Stuttering and Word Retrieval Problems Signaled MS
Vandervort was diagnosed with MS in 1997 and had started exhibiting telltale symptoms a couple of years before that. "I had tingling legs, and I started stuttering and switching words around," she says. "I would choose the incorrect word, but use the number of syllables and first letter of the word I intended to say."
When her then undiagnosed MS progressed, the stress of going to recording sessions became too much for her. "That's just one of the ways we finally figured out what was wrong," she says.
At one point, Vandervort couldn’t sing at all, but in 2013, a friend requested she sing at his second wedding — just as she'd done at his first, 40 years earlier. As she worked on getting into better vocal shape, she recalled a motivational quote some attribute to Abraham Lincoln: "I'm a success today because I had a friend who believed in me, and I didn't have the heart to let him down."
Vandervort consulted a specialist who "did energy work on my vocal cords," she says. The specialist urged her to proceed slowly and to start with humming, working gradually from low to high notes. With time and practice, she was able to sing what she calls "an easy song in the low range" at the wedding and then to record her CD.

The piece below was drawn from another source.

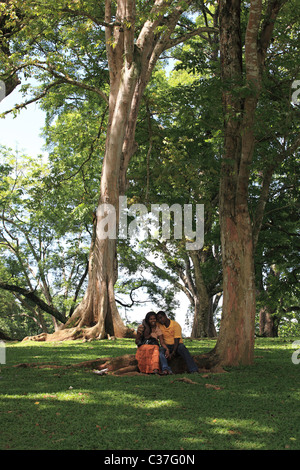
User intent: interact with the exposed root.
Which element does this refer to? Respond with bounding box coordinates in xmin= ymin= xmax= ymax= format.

She considers it a goal well accomplished. "Life is a blend of living with intention and adding in that sweet divine intervention," says Vandervort. "When I sing my songs, I tell my whole history from the heart. I had to walk away from my career, but I walk the audience through the joy that music still brings to my life."

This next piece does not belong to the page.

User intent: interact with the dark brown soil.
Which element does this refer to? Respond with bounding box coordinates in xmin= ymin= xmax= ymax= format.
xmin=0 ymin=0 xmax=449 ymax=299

Healthy Living, Optimism, and Hope Keep Her Going
Vandervort does her best to stay in good health. She sees an acupuncturist, takes vitamins and supplements under the guidance of her general practitioner, and has made it a priority to become well-versed in good nutrition. One glass of red wine nightly helps her to let go a bit and relax.

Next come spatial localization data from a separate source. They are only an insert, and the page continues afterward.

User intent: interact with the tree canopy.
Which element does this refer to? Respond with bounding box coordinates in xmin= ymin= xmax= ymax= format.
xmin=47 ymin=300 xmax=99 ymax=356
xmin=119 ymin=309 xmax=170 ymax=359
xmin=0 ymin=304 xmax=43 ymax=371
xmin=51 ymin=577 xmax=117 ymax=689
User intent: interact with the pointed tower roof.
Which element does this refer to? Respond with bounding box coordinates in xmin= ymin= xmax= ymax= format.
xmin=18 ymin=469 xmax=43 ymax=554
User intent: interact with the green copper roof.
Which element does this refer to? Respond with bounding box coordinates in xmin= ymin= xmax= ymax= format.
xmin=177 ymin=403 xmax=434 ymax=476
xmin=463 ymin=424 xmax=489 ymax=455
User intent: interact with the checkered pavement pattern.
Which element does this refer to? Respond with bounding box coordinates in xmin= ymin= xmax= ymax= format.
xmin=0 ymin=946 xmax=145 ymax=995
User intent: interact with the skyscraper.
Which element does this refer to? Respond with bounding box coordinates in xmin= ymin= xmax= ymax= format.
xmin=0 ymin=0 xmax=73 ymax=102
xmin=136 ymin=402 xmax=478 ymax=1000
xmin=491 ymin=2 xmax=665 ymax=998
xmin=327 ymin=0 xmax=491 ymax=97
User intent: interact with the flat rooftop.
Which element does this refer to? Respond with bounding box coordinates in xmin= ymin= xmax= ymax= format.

She also keeps moving, swimming in her pool and going up and down stairs deliberately. She rides her exercise bike, does squats and other floor exercises, and lifts weights while watching travel shows on TV.
"I think I take exceptionally good care of myself," she says. "I believe in optimism, hope, and something greater than myself, and I feel that keeps me from greater physical disability." She enjoys what she calls "meditative mornings, when I open my mind to new possibilities."
She's not one to worry about what she hasn't accomplished in life, but chooses "to be open to where this life is taking me. Of course, this isn't an easy, 'cinchy' thing."
She finds herself having great days, and then the tables turn. "MS waxes and wanes and takes on new forms," says Vandervort. "I can feel amazingly well, get dressed to go out, put my hand on the doorknob to leave, and suddenly, oppressive fatigue comes over me."
Even worse is experiencing an exacerbation of her MS. "It brings fatigue, brain fog, and depression, along with pain, tingling, and irritability in my whole body. It's really hard to rest or sleep, or to just sit back quietly in the movie theater — almost like restless legs syndrome. It makes me want to jump right out of my skin."
Overcoming the Obstacles That MS Puts in Her Path
Vandervort’s family history may have played a role in her condition. MS, along with amyotrophic lateral sclerosis and scleroderma, has affected other family members, both close and distant.
But even when MS is causing discomfort and getting her down, Vandervort uses the experience to fuel her creative endeavors.
Her husband, Don, reveres his wife's inner strength, drive, and tenacity. "When she encounters major obstacles, she reshapes how she will continue moving forward toward her goals," he says. "There's such a brightness to her spirit as she searches for the positives in life.